La Procura di Napoli ha depositato in mattinata alla Camera dei Deputati la richiesta di sequestro di una cassetta di sicurezza intestata a Silvio Berlusconi, perché l'ex presidente del consiglio è indagato per corruzione e finanziamento illecito, relativa a una vicenda di compravendita di senatori nel 2006, all'inizio della legislatura. In particolare ci si riferisce all'erogazione di somme di denaro, quantificate in tre milioni di euro, al senatore Sergio De Gregorio in relazione al suo passaggio dall'Idv al Pdl. Berlusconi è stato inoltre invitato a comparire davanti ai magistrati martedì 5 marzo per essere interrogato.

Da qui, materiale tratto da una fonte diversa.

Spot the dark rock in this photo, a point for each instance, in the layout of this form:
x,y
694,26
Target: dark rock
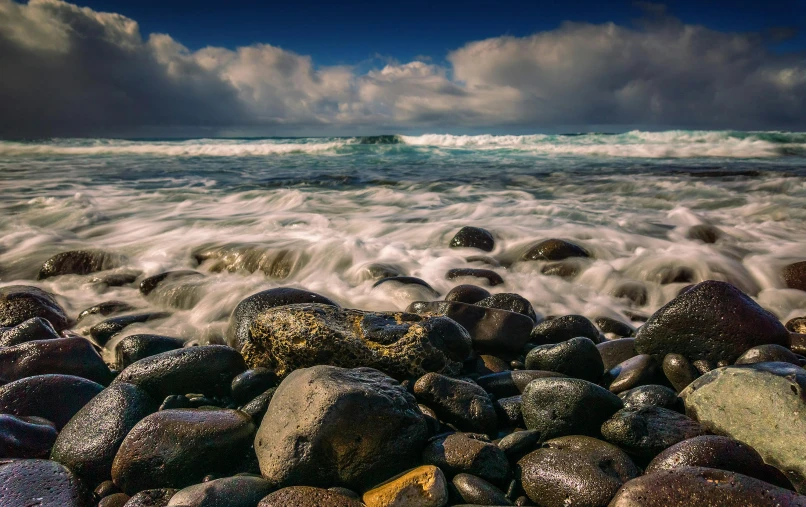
x,y
647,431
468,453
710,487
19,303
491,276
565,406
67,356
403,345
178,448
41,483
88,443
205,369
333,426
746,402
25,437
306,496
554,250
490,329
511,303
477,491
229,492
54,397
78,262
575,470
714,321
132,348
473,237
577,358
564,328
723,453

L'inchiesta ha portato ad interrogare numerose persone per riscontrare le accuse di De Gregorio che ha deciso di collaborare visto che la sua mancata candidatura lo porterà presto, con il nuovo parlamento, a privarsi dell'immunità e quindi a finire in cella. Nei suoi confronti è stato emesso in passato un provvedimento cautelare bloccato dal Senato.

Anche la segretaria del senatore accusato di essere stato corrotto dall'ex premier è stata sentita dai giudici. Sempre assillato da problemi economici e debiti, De Gregorio la manda continuamente in banca a spicciare le sue faccende. «Lui» racconta Patrizia Gazzulli «non le frequentava volentieri». Tutto cambia nel 2006, quando l'ex giornalista entra in Senato. La segretaria capisce che le cose si sono messe bene quando, d'improvviso, una mattina De Gregorio le affida 150 mila euro in contanti per versarli in uno dei suoi conti aperti a Napoli. «Fu proprio in quel'occasione» ricorda «che De Gregorio - dandomi la suddetta somma che prelevò da un cassetto dove c'erano altri soldi - mi disse sorridendo che da lì in poi, almeno per un certo periodo, non avremmo avuto più problemi dal momento che l'onorevole Berlusconi gli aveva dato del denaro».

Insieme a Silvio Berlusconi il trasformista Sergio De Gregorio confessa ai pm di Napoli di «avere combattuto una guerra», perché «il problema di Berlusconi era immaginare che Prodi, che aveva prevalso per una manciata di voti, lo mandava a casa».

De Gregorio spiega che Berlusconi «era deciso ad individuare il malessere di alcuni senatori, di alcuni deputati che potevano determinare l'evento finale».
L'inchiesta mette in evidenza un sistema di corruzione, che per i pm sarebbe stato messo in atto da Berlusconi, Lavitola e De Gregorio. Quest'ultimo ammette di aver ricevuto dall'ex presidente del consiglio, tramite l'ex direttore de L'avanti, due milioni di euro in nero e in contanti in diverse tranche.

L'accordo che De Gregorio aveva stabilito con Berlusconi era a conoscenza non solo Lavitola, ma secondo il politico anche Marcello Dell'Utri. A questo proposito racconta che fra giugno e luglio scorso i due politici si sono incontrati in un albergo di Roma e De gregorio rivolgendosi a Dell'Utri gli ha detto: «Marcello, voglio soltanto dirti quali sono le cose che io ho fatto pe ril presidente Berlusconi, in base alle quali credo, non dovendomi e non volendomi candidare, credi di meritare in qualche modo un riconoscimento per il mio futuro, per la mia vita futura, perché questa vicenda giudiziaria mi auguro finirà».

Nelle storie che ricostruisce De Gregorio sull'accordo con Berlusconi ci sono retroscena curiosi, come quando il politico venne ricoverato per dei calcoli renali. «E proprio in quei giorni si verificò la circostanza che il governo Prodi metteva la fiducia, che io dissi che non avrei votato. Essendo in ospedlae, il presidente Berlusconi ritenne, con Lavitola, di venirmi a trovare, per darmi la sua solidarietà. Fu particolarmente clamorosa questa visita, il presidente mi venne a salutare e io gli dissi che sarei andato a votare anche in barella. E infatti, mi feci accompagnare in barella, in aula e votare contro la fiducia al governo Prodi».

De Gregorio, dopo aver ricordato che i rapporti numerici tra maggioranza e opposizione al Senato erano di 158 a 156, aggiunge che «ciò faceva ovviamente immaginare la possibilità di ribaltare gli elementi numerici e ricordo bene che già dopo il voto che mi vide eletto presidente della Commissione Difesa, discussi a palazzo Grazioli con Berlusconi di una strategia di sabotaggio, della quale mi intesto tutta la responsabilità».